The Broch of Culswick (also Culswick Broch) is an unexcavated coastal broch in the Shetland Islands of Scotland. It has good views all around, including Foula and Vaila isles, and Fitful Head and Fair Isle in the south. The broch stands on the top of a rock platform and is about 3 metres high at its tallest point. Much rubble has fallen into the centre. This broch has a massive triangular lintel stone over the entrance, which is partly filled with rubble.
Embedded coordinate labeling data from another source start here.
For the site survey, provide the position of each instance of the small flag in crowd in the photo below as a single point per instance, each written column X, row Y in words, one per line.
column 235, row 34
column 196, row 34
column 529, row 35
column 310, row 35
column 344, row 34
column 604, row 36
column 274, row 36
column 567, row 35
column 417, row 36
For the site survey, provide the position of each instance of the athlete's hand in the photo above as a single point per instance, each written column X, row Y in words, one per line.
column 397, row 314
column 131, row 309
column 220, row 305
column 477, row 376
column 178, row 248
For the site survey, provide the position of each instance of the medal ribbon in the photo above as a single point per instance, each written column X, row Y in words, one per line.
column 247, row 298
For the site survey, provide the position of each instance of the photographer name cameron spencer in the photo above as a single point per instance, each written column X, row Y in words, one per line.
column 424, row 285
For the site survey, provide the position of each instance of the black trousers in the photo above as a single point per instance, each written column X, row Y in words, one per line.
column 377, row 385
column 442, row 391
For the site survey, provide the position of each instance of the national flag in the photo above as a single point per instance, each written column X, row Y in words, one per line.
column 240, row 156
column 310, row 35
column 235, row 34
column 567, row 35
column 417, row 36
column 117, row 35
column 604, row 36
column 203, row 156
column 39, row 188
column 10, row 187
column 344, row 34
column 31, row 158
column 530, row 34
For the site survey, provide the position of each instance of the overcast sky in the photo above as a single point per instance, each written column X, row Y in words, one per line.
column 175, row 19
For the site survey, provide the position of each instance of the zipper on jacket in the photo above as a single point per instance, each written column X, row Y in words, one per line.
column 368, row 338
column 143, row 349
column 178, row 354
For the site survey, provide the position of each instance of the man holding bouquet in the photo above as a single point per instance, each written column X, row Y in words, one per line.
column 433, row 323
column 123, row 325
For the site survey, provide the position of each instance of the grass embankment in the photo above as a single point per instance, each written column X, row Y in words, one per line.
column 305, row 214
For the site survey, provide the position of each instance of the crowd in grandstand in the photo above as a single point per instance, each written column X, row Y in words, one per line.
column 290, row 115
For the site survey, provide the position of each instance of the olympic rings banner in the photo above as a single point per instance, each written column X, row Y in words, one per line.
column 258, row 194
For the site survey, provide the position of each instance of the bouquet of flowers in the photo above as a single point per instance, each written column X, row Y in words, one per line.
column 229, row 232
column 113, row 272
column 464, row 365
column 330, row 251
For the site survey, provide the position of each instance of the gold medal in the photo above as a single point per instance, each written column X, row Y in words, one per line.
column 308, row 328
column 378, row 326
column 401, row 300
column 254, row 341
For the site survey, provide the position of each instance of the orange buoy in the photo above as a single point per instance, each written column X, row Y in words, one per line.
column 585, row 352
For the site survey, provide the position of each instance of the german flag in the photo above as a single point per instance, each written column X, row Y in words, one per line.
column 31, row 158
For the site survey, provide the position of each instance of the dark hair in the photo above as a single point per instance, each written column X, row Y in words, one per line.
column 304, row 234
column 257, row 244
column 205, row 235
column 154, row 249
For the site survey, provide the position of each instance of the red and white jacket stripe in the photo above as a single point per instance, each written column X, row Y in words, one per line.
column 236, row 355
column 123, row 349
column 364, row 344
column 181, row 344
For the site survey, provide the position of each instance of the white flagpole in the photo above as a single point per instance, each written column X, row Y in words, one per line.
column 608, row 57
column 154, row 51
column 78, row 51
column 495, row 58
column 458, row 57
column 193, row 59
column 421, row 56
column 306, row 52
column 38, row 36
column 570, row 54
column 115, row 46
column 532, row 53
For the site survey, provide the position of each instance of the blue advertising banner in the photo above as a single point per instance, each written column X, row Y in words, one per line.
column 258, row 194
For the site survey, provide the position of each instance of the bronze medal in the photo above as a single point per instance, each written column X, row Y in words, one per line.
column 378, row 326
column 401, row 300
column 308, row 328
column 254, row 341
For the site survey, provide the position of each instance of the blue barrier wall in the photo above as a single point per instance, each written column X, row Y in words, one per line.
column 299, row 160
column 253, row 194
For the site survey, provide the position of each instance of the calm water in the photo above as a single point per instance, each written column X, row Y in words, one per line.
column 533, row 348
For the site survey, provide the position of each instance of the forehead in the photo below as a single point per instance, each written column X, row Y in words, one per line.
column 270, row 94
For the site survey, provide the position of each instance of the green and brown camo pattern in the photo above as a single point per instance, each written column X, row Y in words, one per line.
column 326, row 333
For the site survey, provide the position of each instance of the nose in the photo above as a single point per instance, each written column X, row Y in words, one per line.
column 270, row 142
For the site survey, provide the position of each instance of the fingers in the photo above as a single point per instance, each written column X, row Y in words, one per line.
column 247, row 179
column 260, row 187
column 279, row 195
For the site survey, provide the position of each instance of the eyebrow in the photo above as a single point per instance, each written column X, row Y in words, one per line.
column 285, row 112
Drawings by Low in 1774 and Skene in 1805 reveal that the structure survived very well up to those dates.

==Location==
The Broch of Culswick is located a kilometre west of Culswick in the parish of Sandsting. It is on top of a steep, smooth knoll near cliffs and the sea.

==Description==
The Broch of Culswick has an external diameter of around 16 metres with walls preserved up to a height of 3.5 metres. The main entrance is clearly visible but debris nearly fills the passage. The lintel is a massive triangular stone. A "guard cell" was visible to the right of the main entrance. The interior of the broch is full of debris. The inside face of an upper gallery can be seen above the entrance, and another void or doorway is visible in the inner wall face.

Culswick Broch was better preserved in 1774 when George Low's drawing shows three complete intramural galleries preserved on top of the buried lower storey as well as a scarcement ledge on the inside face.